When it comes to driving pleasure, the Merc is awesome. With stability control off, the C32 will duly obey the laws of physics by letting the driven wheels describe a beautifully geometric arc from the entrance of a corner all the way through to the exit. Modulating a slide is not as natural in the C32 as it is in the game-for-anything M3, but the AMG car executes all driver inputs promptly and accurately. The new C-class is a formidably competent automobile, even in top-of-the-line, 349-horsepower guise.
After two days and 550 miles, picking a winner turned out to be more difficult than expected. If you need space, if you place a strong emphasis on active safety, and if you are upgrading from a front-wheel-drive car, you can’t go wrong with the Audi. It deserves praise for providing year-round mobility through its four-wheel-drive system and for making speed so accessible, so controllable. The S4 is a perfect all-arounder.
The C32 is clearly a more modern machine, laying on more power, more standard equipment, more luxury, and more fun at the limit. The SpeedShift box is one of the best manu-matics we have ever tried, the engine produces all the torque the rear wheels could ever hope to put down, and the chassis combines a high degree of refinement with astonishing ability.
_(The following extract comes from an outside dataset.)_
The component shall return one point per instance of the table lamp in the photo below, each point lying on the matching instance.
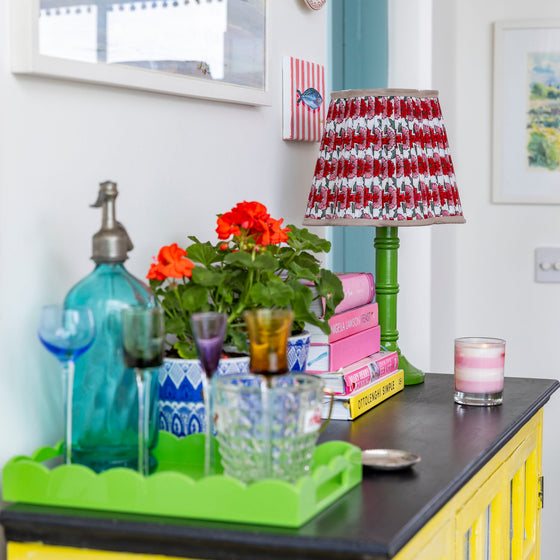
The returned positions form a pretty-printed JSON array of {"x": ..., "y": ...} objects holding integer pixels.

In this company, the M3 feels a little raw-edged and comparatively cramped and coarse. Although it went on sale in Europe only six months ago, its performance edge already has been neutralized by the newcomer from Mercedes-Benz. Only one key element gives the BMW a wafer-thin advantage: driver involvement. The BMW is a more tactile car, more responsive and fractionally quicker. It’s a bigger challenge to drive, and that, ultimately, makes it a more rewarding purchase. But the margins are tiny, and all three of these cars can offer their owners sports car performance accompanied by everyday useability. It’s a compelling formula.